真偽
「それでさ七瀬」
やっぱり話しかけてくるのね。まあ隣の席だし覚悟はしてたけど、昼休みまで一緒にいるなんて正直びっくりだ。僕よりも可愛いお友達とご飯を食べた方が楽しいはずなのに。
「この前、なんであんなこと言ったの?」
何の話だ、全く思い当たる節がない。
「なんのこと…?」
神妙な面持ちの彼女に思わず聞き返す。
「教室で堂々と話す話じゃないと思うけど…
七瀬、初めて会った時『もう死ね』って…」
おにぎりを食べながら必死に思い出す。
「あーーーーーーーーーーー」
思い出した、話しかけられたきっかけってもしかしてそれ?って出来事が線で繋がっていく。

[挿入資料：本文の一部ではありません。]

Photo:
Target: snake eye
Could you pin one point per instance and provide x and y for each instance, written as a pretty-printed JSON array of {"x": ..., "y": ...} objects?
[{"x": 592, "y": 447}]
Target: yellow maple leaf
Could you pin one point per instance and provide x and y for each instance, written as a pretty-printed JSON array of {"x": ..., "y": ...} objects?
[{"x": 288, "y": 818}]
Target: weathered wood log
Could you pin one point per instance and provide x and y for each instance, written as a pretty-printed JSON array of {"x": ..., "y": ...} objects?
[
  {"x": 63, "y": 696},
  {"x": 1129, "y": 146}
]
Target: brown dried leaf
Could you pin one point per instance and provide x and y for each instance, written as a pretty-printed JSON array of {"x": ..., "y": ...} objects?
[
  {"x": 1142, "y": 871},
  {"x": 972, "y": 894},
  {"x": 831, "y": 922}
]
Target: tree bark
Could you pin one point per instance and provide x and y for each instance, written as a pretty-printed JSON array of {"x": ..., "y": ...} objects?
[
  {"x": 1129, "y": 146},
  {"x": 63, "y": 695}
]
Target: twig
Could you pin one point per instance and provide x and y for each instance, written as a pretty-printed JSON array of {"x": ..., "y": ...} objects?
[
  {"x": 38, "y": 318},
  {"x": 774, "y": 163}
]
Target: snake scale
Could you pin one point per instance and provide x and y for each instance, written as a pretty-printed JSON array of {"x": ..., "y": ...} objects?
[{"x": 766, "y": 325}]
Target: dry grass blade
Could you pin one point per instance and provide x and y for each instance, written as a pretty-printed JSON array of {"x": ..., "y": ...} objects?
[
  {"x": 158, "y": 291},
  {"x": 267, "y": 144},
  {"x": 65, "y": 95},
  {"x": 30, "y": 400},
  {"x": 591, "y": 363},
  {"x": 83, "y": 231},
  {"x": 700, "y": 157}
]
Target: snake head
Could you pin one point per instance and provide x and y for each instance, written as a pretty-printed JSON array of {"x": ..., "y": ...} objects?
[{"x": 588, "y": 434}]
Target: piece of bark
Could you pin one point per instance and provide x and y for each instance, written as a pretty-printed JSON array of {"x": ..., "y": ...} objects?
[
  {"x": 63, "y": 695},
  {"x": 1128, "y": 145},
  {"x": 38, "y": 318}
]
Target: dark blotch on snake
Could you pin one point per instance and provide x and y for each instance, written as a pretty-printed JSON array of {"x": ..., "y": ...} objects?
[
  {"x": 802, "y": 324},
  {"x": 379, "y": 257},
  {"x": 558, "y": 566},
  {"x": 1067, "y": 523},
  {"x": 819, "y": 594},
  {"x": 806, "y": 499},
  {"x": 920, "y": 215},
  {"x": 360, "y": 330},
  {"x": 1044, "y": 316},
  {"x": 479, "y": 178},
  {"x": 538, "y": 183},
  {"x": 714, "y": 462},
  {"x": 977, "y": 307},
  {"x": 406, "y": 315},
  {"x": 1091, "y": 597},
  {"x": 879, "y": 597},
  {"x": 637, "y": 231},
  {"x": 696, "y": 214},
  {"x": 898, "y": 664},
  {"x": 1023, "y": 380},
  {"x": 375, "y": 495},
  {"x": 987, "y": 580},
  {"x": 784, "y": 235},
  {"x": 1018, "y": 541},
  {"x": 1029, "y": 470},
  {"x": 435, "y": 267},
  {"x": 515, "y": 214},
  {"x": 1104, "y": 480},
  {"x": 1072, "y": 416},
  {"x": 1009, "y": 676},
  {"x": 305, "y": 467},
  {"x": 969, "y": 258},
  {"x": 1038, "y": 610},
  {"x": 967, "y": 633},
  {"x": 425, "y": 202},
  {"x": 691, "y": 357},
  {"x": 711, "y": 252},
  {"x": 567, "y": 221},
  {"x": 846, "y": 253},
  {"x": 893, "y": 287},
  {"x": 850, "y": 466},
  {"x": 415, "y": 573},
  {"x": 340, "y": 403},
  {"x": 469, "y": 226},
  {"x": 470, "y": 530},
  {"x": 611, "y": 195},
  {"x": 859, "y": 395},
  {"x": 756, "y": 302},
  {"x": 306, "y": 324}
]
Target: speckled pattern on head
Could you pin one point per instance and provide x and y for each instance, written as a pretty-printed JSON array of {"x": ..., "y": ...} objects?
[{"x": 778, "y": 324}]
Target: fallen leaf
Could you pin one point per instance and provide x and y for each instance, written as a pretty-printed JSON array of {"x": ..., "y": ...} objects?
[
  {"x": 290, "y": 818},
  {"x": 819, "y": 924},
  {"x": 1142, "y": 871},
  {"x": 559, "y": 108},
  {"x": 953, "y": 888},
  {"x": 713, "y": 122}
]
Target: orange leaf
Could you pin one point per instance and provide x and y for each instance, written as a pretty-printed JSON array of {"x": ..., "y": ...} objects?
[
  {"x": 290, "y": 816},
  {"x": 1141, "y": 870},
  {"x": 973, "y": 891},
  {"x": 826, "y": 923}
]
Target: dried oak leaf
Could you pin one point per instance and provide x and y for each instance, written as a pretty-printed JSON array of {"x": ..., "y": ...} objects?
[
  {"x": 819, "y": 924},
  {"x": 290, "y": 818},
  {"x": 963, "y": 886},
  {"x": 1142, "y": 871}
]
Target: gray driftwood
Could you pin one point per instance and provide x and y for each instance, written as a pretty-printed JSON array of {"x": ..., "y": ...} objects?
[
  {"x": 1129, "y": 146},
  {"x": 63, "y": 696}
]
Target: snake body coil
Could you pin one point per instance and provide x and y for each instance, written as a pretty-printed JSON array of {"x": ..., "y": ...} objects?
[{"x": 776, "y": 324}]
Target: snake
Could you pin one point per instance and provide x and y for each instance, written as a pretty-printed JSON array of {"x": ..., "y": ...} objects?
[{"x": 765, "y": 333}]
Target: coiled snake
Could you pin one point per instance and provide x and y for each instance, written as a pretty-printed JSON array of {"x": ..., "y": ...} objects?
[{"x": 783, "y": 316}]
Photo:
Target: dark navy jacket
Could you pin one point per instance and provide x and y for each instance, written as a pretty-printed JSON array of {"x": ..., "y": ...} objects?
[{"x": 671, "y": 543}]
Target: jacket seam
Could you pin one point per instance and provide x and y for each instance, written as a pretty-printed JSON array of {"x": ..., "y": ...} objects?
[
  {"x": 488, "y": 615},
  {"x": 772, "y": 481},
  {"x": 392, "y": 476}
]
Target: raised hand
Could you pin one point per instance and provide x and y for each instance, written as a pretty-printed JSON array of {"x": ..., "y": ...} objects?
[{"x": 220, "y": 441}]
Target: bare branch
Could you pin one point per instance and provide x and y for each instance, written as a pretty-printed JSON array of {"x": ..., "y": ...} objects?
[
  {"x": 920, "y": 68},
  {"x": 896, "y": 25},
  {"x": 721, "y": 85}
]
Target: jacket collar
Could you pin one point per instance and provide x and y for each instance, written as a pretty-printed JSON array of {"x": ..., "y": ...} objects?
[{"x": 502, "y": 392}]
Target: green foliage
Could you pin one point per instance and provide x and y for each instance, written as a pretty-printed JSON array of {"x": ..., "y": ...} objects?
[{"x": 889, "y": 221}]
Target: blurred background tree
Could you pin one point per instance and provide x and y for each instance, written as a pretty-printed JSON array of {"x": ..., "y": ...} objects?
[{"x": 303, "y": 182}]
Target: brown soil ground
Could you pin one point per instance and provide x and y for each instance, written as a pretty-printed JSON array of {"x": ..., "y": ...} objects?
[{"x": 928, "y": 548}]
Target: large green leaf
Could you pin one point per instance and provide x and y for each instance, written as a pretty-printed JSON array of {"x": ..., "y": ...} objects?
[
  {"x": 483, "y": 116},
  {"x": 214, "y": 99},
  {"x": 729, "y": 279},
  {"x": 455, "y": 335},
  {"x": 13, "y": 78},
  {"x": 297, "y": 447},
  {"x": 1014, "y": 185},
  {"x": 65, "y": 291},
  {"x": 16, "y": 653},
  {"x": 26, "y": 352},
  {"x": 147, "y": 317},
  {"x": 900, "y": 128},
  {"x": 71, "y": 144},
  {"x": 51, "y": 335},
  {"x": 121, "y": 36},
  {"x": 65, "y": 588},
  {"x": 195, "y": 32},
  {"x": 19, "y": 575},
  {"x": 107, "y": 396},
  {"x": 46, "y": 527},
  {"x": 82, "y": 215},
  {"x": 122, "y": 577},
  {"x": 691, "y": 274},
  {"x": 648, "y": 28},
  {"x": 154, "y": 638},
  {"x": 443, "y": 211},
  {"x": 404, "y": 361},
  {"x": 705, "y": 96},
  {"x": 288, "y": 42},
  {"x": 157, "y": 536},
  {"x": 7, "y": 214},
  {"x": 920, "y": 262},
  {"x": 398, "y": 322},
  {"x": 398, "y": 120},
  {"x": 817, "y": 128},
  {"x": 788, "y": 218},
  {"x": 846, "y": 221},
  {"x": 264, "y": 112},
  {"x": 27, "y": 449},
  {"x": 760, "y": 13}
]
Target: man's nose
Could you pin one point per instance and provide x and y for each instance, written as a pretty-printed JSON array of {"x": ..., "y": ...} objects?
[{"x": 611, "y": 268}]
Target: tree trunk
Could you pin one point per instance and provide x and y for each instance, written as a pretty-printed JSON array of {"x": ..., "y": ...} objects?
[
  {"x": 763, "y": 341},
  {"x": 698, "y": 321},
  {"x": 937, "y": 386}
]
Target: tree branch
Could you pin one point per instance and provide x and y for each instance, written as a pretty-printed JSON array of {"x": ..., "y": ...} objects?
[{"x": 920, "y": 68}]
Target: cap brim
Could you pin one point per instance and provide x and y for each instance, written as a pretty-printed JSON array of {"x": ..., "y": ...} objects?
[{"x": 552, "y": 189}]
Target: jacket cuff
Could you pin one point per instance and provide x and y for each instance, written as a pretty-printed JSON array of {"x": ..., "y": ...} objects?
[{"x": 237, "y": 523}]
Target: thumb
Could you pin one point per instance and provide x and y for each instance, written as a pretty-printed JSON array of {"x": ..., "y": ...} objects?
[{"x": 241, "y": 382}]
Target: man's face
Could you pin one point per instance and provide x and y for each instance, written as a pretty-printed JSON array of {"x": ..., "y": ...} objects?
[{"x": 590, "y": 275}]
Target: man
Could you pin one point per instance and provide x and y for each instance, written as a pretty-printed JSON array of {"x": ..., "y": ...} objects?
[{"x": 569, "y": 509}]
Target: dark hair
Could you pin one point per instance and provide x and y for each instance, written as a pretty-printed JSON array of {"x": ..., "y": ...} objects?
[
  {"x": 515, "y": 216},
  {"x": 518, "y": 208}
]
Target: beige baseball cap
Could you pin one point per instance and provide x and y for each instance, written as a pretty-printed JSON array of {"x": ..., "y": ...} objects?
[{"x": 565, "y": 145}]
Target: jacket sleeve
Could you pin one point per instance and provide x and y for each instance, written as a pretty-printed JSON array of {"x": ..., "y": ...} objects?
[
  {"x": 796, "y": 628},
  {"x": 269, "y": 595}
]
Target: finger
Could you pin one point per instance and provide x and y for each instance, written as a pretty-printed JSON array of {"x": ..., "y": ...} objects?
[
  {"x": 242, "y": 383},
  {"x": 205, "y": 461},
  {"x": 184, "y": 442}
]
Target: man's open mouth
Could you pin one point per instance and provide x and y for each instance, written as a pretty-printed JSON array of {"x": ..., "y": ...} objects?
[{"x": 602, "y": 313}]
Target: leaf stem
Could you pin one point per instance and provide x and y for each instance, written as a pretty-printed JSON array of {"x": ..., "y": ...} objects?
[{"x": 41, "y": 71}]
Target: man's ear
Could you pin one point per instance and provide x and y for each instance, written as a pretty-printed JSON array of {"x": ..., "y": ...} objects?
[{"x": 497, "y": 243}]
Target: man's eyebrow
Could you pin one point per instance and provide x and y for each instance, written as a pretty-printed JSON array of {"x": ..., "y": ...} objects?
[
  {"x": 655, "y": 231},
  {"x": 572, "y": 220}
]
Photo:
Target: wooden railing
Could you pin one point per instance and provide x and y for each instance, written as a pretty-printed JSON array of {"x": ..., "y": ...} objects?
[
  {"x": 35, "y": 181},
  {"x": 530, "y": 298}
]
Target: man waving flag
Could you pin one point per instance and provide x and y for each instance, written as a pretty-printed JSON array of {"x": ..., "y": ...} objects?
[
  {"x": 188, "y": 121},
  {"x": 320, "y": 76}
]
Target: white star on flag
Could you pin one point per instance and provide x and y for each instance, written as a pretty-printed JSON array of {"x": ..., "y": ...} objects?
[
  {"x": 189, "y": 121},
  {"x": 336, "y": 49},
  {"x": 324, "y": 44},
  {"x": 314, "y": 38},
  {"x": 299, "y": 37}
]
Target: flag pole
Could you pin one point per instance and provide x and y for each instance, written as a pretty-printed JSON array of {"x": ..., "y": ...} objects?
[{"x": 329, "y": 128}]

「あーあれ?口癖なんだよたまに出るの。特に深い意味ほんとにないから」
おにぎりを貪りながら彼女に説明する
「いやいや、え?口癖?死ねって口癖で言うの?やばすぎない?」
「え、ふつうじゃね?」
「あんた、やっぱりやばいやつ笑」
「じゃあそれでいいや
まあ暴言言ってても無意識だから気にしないで」
「OK」
おにぎりを食べ終わり、ペットボトルの水を開け大胆に飲む。
「あー、」
その声に彼女が反応する
「なんで僕の独り言聞き取れたの?」
純粋な質問だった。今まで誰にも聞き取られたことがなかったのに。誰にも聞こえない声量だったはずなのに。
「七瀬は本当に何も気づいていないんだね笑」
…わけがわからない
「私さ、『死ね』って聞こえたから七瀬の方見たんじゃないんだよ、その数分前からずっと七瀬の方向いてて、いつかこっち向いてくれるんじゃないかなって思ってた。」
「え…なんのために」
「なんとなく?とにかく話してみたかったんだよ!
ま、独り言の声も聞こえたけどね」
そう言うと彼女は何故か少し悲しい顔をした。